The European Commission has proposed a minimum energy performance standard for buildings (MEPS), which is currently discussed in the EU Parliament and Council. The EU Commission’s proposal would apply to buildings in the two lowest of seven new EU efficiency categories and allow owners until 2033 to perform a thermal retrofit. The EU Parliament wants to include the three lowest categories. In both cases, various exemptions are included, so that only about half of the targeted buildings are covered. According to this estimate, the EU Commission’s proposal would mean that around 15 percent of the building stock would be retrofitted by 2033, while the EU Parliament’s proposals would mean approx. 25 percent.Press release of the European Parliament from February 9, 2023, a.a.O.; Royal Institute of Chartered Surveyors (RICS) (2020): Energy efficiency of the building stock in EU (available online, accessed on March 8, 2023). This would require an annual retrofitting rate of 1.5 percent and 2.5 percent, respectively, which remains well below the required rate of about four percent.
It is conceivable that building owners will only meet the minimum requirements to the extent that they merely improve the building sufficient to leave the worst performance classes. This runs the risk of requiring two energetic retrofits on the way to climate neutrality, and would thus result in additional costs. Therefore, it is important to ensure that public support for building efficiency improvements is only granted to measures that in sum result in a comprehensive energetic retrofit.
To save gas and costs in the short term and facilitate the transition to a climate-neutral building sector, a combination of thermal retrofitting and a switch to non-fossil energy sources is needed. A gradual increase in the retrofitting rate would address both objectives. This increase must be credible to both the manufacturing industry, which produces inputs such as insulation material or glass, and the construction industry, which trains and hires people to deliver the thermal retrofit.

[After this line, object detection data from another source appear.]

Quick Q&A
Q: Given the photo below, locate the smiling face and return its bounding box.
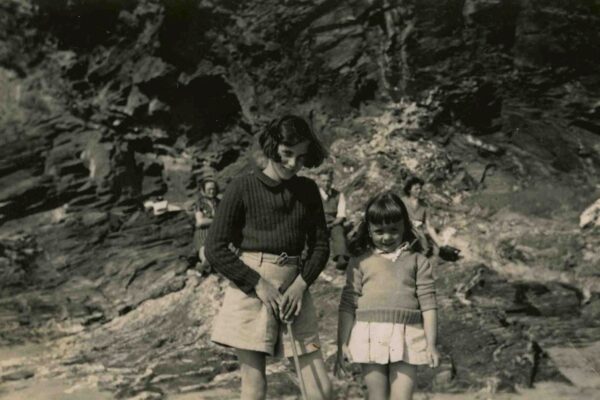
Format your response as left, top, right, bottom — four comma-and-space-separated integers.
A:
204, 181, 218, 199
319, 173, 333, 193
410, 183, 423, 199
270, 140, 310, 180
369, 221, 404, 253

Ad hoc measures without such credibility will not release the investments and therefore will not lead to the desired retrofitting rate.

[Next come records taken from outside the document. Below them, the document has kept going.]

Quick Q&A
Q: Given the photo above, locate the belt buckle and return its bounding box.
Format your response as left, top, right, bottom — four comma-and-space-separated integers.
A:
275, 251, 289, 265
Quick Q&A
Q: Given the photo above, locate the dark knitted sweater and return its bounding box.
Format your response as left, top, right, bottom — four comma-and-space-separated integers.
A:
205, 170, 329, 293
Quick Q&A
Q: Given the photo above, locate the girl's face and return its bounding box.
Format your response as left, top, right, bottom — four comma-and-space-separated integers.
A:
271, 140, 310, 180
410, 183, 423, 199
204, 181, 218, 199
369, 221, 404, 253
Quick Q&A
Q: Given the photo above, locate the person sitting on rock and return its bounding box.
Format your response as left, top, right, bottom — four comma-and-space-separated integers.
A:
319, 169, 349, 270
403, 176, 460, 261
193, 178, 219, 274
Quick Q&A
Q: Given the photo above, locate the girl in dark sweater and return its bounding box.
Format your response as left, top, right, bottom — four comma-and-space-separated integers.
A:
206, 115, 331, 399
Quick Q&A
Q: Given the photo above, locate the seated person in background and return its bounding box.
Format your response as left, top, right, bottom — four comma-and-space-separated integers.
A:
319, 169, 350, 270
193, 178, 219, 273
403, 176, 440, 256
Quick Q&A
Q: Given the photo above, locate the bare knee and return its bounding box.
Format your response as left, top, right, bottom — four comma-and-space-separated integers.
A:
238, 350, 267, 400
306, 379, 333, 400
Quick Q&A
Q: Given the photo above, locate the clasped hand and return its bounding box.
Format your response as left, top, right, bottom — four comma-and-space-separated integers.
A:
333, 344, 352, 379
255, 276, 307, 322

Two policy measures in particular can work together to contribute to the necessary investment framework. First, a clear political commitment to a mandatory retrofitting target. This would have to be anchored in the EU 2030 governance and in the national climate protection law. Based on a binding rate, public training, advisory and support programs can be aligned with this target. The second measure are minimum energy efficiency standards (MEPS) for buildings: prioritizing the retrofitting of the most inefficient residential buildings could sustainably protect low-income households in particular from energy cost shocks while achieving the highest gas and CO2 savings. Both measures together create a robust perspective to trigger the necessary investments in additional capacity in the building materials and construction sector.